Although the California Court of Appeal’s opinion is thorough and welcome, several of the facts the court focuses on may change as technology advances, and this could undermine the applicability of the court’s decision in future cases.

First, the court recognizes that, right now, DNA cannot effectively be used to “identify” someone—immediately establish who that person is—because it takes so long to process a DNA sample. While this was true in 2009, when the police tried to collect Mr. Buza’s DNA, it very likely won’t be true in the near future. As we have noted before, law enforcement and the federal government are investing more and more money into Rapid DNA analyzers—machines that can be operated by a layperson, outside a lab and can process a DNA profile in under 90 minutes. A Rapid DNA profile can be compared to the profiles already stored in a DNA database to verify a person’s identity—in only about 60 minutes more than it would take to verify identity through a fingerprint. If a court relies on the current DNA processing backlog as a reason to find collection from arrestees unconstitutional, this rationale could be obviated by the widespread use of Rapid DNA in the near future.

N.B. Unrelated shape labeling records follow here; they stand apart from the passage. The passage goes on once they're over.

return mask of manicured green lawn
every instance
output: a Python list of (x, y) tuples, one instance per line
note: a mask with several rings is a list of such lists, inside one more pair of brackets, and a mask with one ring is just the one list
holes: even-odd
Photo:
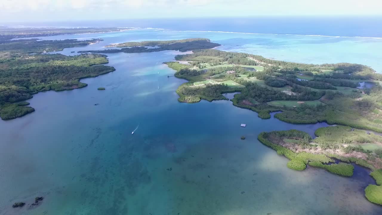
[(354, 146), (359, 146), (365, 150), (370, 150), (374, 151), (377, 149), (382, 149), (382, 146), (376, 143), (365, 143), (359, 145), (353, 145)]
[(218, 67), (231, 67), (233, 66), (240, 66), (243, 67), (248, 67), (250, 68), (254, 68), (258, 71), (263, 71), (264, 70), (264, 67), (260, 66), (249, 66), (248, 65), (243, 65), (241, 64), (222, 64), (221, 65), (217, 65), (217, 66), (212, 66), (210, 67), (207, 66), (202, 68), (201, 69), (208, 69)]
[(286, 143), (296, 143), (299, 142), (299, 141), (297, 140), (293, 140), (293, 139), (284, 139), (283, 140)]
[(277, 106), (277, 107), (283, 107), (284, 105), (289, 108), (291, 108), (294, 106), (298, 107), (302, 104), (297, 103), (298, 101), (302, 101), (303, 104), (308, 104), (308, 105), (317, 106), (320, 104), (325, 104), (319, 101), (272, 101), (267, 103), (269, 105), (273, 106)]
[(206, 84), (207, 83), (210, 83), (212, 84), (219, 84), (221, 83), (224, 83), (228, 85), (229, 87), (231, 88), (242, 88), (245, 87), (241, 84), (238, 84), (236, 82), (234, 81), (233, 81), (229, 80), (229, 81), (224, 81), (219, 82), (215, 81), (213, 80), (206, 80), (205, 81), (197, 81), (194, 83), (194, 85), (195, 86), (198, 86), (202, 84)]
[(244, 86), (241, 84), (238, 84), (233, 81), (230, 80), (229, 81), (225, 81), (221, 83), (223, 83), (228, 85), (228, 86), (230, 87), (238, 87), (240, 88), (245, 87), (245, 86)]
[(298, 78), (299, 78), (300, 79), (305, 79), (306, 80), (308, 80), (308, 81), (313, 79), (313, 77), (312, 77), (311, 76), (308, 76), (307, 75), (299, 75), (298, 74), (296, 75), (296, 76)]
[(198, 85), (206, 84), (207, 83), (210, 83), (213, 84), (216, 84), (218, 83), (217, 81), (215, 81), (212, 80), (205, 80), (204, 81), (197, 81), (194, 83), (194, 85), (195, 86), (197, 86)]

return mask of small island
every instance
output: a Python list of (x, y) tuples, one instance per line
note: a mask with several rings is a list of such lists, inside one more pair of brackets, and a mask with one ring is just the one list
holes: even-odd
[[(286, 166), (294, 170), (309, 165), (350, 177), (352, 163), (372, 170), (376, 185), (366, 188), (365, 195), (382, 204), (382, 137), (357, 129), (382, 132), (382, 74), (360, 64), (300, 64), (216, 49), (194, 50), (175, 60), (164, 63), (188, 81), (176, 90), (180, 102), (228, 100), (222, 94), (239, 92), (233, 104), (262, 119), (278, 112), (275, 117), (290, 123), (342, 125), (319, 129), (314, 139), (297, 130), (258, 138), (288, 158)], [(374, 86), (360, 84), (365, 82)]]
[(110, 49), (105, 50), (79, 51), (78, 53), (141, 53), (159, 52), (165, 50), (176, 50), (186, 52), (191, 50), (212, 49), (220, 46), (212, 42), (205, 38), (192, 38), (165, 41), (144, 41), (129, 42), (106, 47), (123, 47), (120, 49)]
[[(115, 70), (102, 65), (106, 56), (84, 54), (66, 56), (40, 54), (65, 48), (86, 46), (101, 40), (79, 41), (9, 41), (0, 43), (0, 117), (9, 120), (35, 111), (23, 101), (39, 92), (71, 90), (86, 86), (82, 78), (96, 77)], [(32, 54), (30, 54), (32, 53)]]

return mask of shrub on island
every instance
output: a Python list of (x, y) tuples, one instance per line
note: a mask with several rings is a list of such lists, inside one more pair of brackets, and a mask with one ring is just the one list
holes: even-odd
[(331, 173), (337, 175), (348, 177), (353, 175), (353, 172), (354, 170), (354, 167), (353, 166), (353, 165), (345, 163), (325, 165), (319, 162), (313, 161), (309, 162), (309, 165), (312, 166), (325, 169)]
[(13, 204), (12, 207), (14, 208), (21, 207), (24, 205), (25, 205), (25, 203), (24, 202), (16, 202)]
[(301, 171), (305, 169), (306, 165), (302, 160), (300, 159), (293, 159), (291, 160), (286, 164), (286, 166), (290, 169)]
[(376, 179), (377, 184), (382, 185), (382, 169), (372, 172), (370, 173), (370, 175)]
[(298, 137), (303, 139), (309, 137), (309, 135), (304, 132), (292, 129), (269, 133), (263, 132), (257, 137), (257, 138), (263, 144), (275, 150), (278, 154), (283, 155), (290, 159), (291, 161), (288, 162), (286, 166), (290, 169), (295, 170), (303, 170), (306, 168), (306, 165), (309, 163), (311, 166), (322, 168), (340, 175), (350, 176), (353, 174), (354, 167), (351, 164), (340, 163), (338, 164), (325, 165), (324, 164), (333, 162), (334, 161), (325, 155), (312, 154), (304, 151), (299, 153), (294, 152), (289, 148), (271, 142), (267, 139), (269, 134), (282, 139), (292, 137)]
[(365, 189), (365, 195), (370, 202), (382, 205), (382, 186), (369, 185)]

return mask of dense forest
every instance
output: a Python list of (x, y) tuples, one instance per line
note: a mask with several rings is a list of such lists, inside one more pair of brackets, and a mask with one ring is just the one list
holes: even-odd
[[(227, 52), (216, 49), (197, 50), (194, 52), (193, 54), (176, 55), (175, 59), (178, 60), (192, 60), (198, 63), (216, 64), (227, 62), (229, 60), (231, 62), (229, 63), (230, 64), (274, 66), (285, 72), (291, 71), (301, 73), (308, 71), (311, 73), (312, 72), (318, 72), (320, 70), (331, 70), (337, 72), (333, 73), (333, 77), (325, 77), (344, 79), (373, 78), (382, 80), (381, 74), (376, 73), (375, 71), (369, 67), (356, 64), (340, 63), (319, 65), (302, 64), (268, 59), (258, 55)], [(236, 59), (236, 60), (233, 60), (231, 59)], [(244, 60), (244, 59), (246, 59)], [(240, 64), (238, 63), (239, 59), (241, 60)], [(249, 61), (247, 60), (251, 60)], [(234, 60), (234, 62), (231, 61), (232, 60)]]
[(8, 28), (0, 26), (0, 43), (13, 38), (45, 37), (62, 34), (73, 34), (118, 31), (129, 29), (125, 28)]
[[(173, 42), (171, 43), (164, 43), (163, 44), (156, 44), (158, 47), (155, 48), (150, 48), (144, 46), (132, 46), (131, 48), (125, 47), (121, 49), (109, 49), (105, 50), (84, 50), (80, 51), (78, 52), (93, 52), (93, 53), (115, 53), (123, 52), (127, 53), (141, 53), (141, 52), (159, 52), (165, 50), (176, 50), (180, 52), (186, 52), (191, 50), (196, 50), (198, 49), (212, 49), (217, 46), (219, 46), (220, 45), (217, 43), (215, 43), (211, 42), (209, 40), (207, 39), (197, 39), (195, 40), (194, 39), (189, 39), (188, 41), (187, 40), (181, 40), (181, 41), (170, 41)], [(175, 42), (174, 42), (175, 41)], [(176, 42), (178, 41), (178, 42)], [(152, 41), (146, 41), (151, 42)], [(158, 42), (160, 41), (157, 41)], [(167, 42), (167, 41), (165, 41)], [(144, 42), (129, 42), (132, 44), (134, 43), (141, 44), (142, 43), (144, 44)], [(149, 43), (149, 44), (151, 44)], [(123, 47), (127, 46), (124, 46)]]
[(179, 42), (193, 42), (194, 41), (205, 41), (210, 42), (210, 40), (206, 38), (190, 38), (183, 39), (173, 40), (162, 40), (155, 41), (143, 41), (142, 42), (127, 42), (123, 43), (120, 43), (117, 45), (107, 46), (105, 47), (132, 47), (133, 46), (160, 46), (163, 45), (171, 44)]
[(30, 98), (38, 92), (86, 86), (79, 80), (115, 70), (98, 65), (107, 62), (105, 56), (97, 54), (35, 55), (0, 59), (0, 117), (10, 119), (30, 112), (31, 108), (26, 105), (13, 103)]
[(86, 46), (102, 40), (100, 39), (85, 41), (76, 39), (38, 40), (38, 39), (32, 39), (8, 41), (0, 42), (0, 53), (40, 53), (44, 52), (60, 50), (65, 48)]

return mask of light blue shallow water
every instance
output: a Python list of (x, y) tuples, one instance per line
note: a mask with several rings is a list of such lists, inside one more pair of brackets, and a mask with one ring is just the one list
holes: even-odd
[[(382, 68), (377, 39), (147, 29), (44, 39), (105, 40), (58, 52), (69, 55), (112, 43), (192, 37), (280, 60), (367, 60)], [(168, 78), (174, 71), (161, 63), (179, 53), (108, 54), (115, 71), (82, 80), (83, 88), (39, 93), (28, 101), (36, 111), (0, 121), (0, 214), (382, 213), (363, 195), (367, 180), (293, 171), (257, 140), (263, 131), (292, 128), (313, 135), (326, 124), (263, 120), (229, 101), (178, 103), (175, 90), (185, 81)], [(45, 199), (36, 208), (11, 207), (37, 195)]]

Second, the court notes that because a person’s name and identifying information are not stored with his DNA profile in the database, this further undermines the government’s argument that it’s using DNA for identification. However, the FBI announced  at a 2014 biometrics conference that it’s exploring the possibility of using a universal identification number to link CODIS DNA profiles to data in its Next Generation Identification (NGI)biometrics database. This, combined with the use of Rapid DNA, could make it extremely easy to actually identify someone using a DNA profile.

A better basis for the constitutionality analysis is that, as both the Buza and Medina courts note, DNA collection from arrestees and arraignees not only impacts populations that have strong and recognized privacy interests—the presumed-innocent arrestees and arraignees themselves and their biological relatives—but also that “DNA contains an extensive amount of sensitive personal information beyond mere identifying information” and has the potential to reveal intensely private details about a person’s life and future. This is not trivial. In California, 20% of all people arrested for a felony—57,601 people in 2012—were never even charged with, much less convicted of a crime. And there are few rules in place in many states that protect sensitive DNA data from inappropriate use .

The Buza court notes the “stark contrast” between the Supreme Court’s analysis of privacy interests in DNA in King and its discussion of privacy interests in the data stored on our phones in Riley v. California. While in King, the Court minimized the privacy interest impacted by DNA collection, in Riley, the Court relied on the mere potential for privacy harm to hold warrantless cell phone searches unconstitutional. It’s unclear why the possible search of one’s entire genome should deserve lesser protection than the possible search of that same person’s “photographs, picture messages, text messages, Internet browsing history,” and other data on her phone.

We will continue to follow these issues. As we have done before in Buza, Haskell, U.S. v. Mitchell, U.S. v. Pool and King, we plan to file an amicus brief in support of Supreme Court review in Raynor in early 2015. And if the California Department of Justice decides to seek review in Buza, we’ll be there with a brief, too. As we noted in our brief in King, “the ‘slippery slope toward ever-expanding warrantless DNA testing’ that judges throughout the country have predicted is already upon us.” But Buza and Medina give us hope that, in Scalia’s words,King “will some day be repudiated.” We’ll be there to encourage courts to do just that.